Feb 5, 2016
Over the course of nearly 20 films, Joel and Ethan Coen have veered between low-key movies like "Blood Simple" and "Fargo," and wildly inventive movies on a grand scale such as "The Big Lebowski" and "The Hudsucker Proxy." Their newest opus, "Hail, Caesar!" marks yet another stylistic 180 degree turn from their prior release, the 2013 slice-of-life story "Inside Llewyn Davis."
While that film followed a Dylanesque folk singer as he aimlessly drifted through Greenwich Village coffeehouses and meaningless affairs in 1961, "Caesar!" is about a Hollywood studio "enforcer" named Mannix (Josh Brolin) who has to find out what happened to one of the biggest stars in movies after he disappears from his latest set. That star, Baird Whitlock (George Clooney), is a preening womanizer who often ends up drunk on set – so when he's first noticed missing from the set of a biblical epic called "Hail, Caesar!" in which he plays a Roman soldier who becomes a devout believer in Jesus Christ, no one even considers that he's actually been kidnapped.
Yet indeed he has, and Whitlock winds up waking up in an oceanfront Malibu home, detained by a group of blacklisted screenwriters who are holding him for ransom but are of course dividing that $100,000 request equally, like good Communists should.
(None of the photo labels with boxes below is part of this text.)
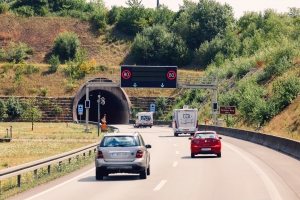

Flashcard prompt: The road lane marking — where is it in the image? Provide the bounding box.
[25,168,95,200]
[173,161,178,167]
[222,142,282,200]
[153,180,167,191]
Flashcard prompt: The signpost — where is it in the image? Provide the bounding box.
[121,65,177,88]
[97,96,105,137]
[78,104,83,123]
[220,106,235,115]
[220,106,235,124]
[150,104,155,112]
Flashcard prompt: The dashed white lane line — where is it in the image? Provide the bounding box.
[173,161,178,167]
[153,180,167,191]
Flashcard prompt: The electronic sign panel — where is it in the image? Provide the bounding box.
[121,65,177,88]
[220,106,235,115]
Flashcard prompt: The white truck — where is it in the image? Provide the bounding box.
[134,112,153,128]
[171,106,198,137]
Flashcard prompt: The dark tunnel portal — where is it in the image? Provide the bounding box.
[77,90,128,124]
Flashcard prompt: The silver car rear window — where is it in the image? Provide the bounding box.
[100,136,139,147]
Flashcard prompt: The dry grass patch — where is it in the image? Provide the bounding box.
[0,122,102,170]
[0,122,99,142]
[0,140,92,170]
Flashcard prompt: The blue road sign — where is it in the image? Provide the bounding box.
[150,104,155,112]
[78,104,83,113]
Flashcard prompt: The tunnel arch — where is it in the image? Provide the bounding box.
[72,78,131,124]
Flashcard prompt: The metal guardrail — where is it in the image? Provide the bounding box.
[0,122,119,187]
[0,142,99,184]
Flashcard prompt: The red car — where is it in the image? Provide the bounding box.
[189,131,222,158]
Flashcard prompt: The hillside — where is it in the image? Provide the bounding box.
[0,14,130,66]
[0,15,300,139]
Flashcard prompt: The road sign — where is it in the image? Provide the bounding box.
[220,106,235,115]
[78,104,83,115]
[150,104,155,112]
[121,65,177,88]
[85,100,90,108]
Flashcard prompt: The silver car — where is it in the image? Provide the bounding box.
[95,132,151,180]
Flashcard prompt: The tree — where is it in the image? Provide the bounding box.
[172,0,234,50]
[6,96,22,118]
[52,32,80,60]
[0,99,7,121]
[125,0,144,8]
[21,100,42,130]
[131,25,190,65]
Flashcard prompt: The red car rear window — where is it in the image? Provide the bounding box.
[195,132,216,139]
At first, Whitlock is shocked, but the more time he spends with his captors, the more he finds himself embracing their ideas, in humorous fashion.
Now, if "Hail, Caesar!" were just about those key elements, It would be enough plot for most normal filmmakers. But the Coens, who co-write and co-direct all their movies, are not average filmmakers. And their wild ambition is what trips them up here, as the film also follows the story of a cowboy superstar (Alden Ehrenreich, who nearly steals the show) whom the studio chief tries to turn into a romantic lead, to disastrous effect; a dance-movie starlet (Scarlett Johannson) who gets pregnant and has to find a husband quickly to avoid getting her loose living splashed across the dueling columns of twin gossip mavens; and Mannix's own decision whether to keep his studio job or settle into the higher-paying status of an airplane manufacturing executive.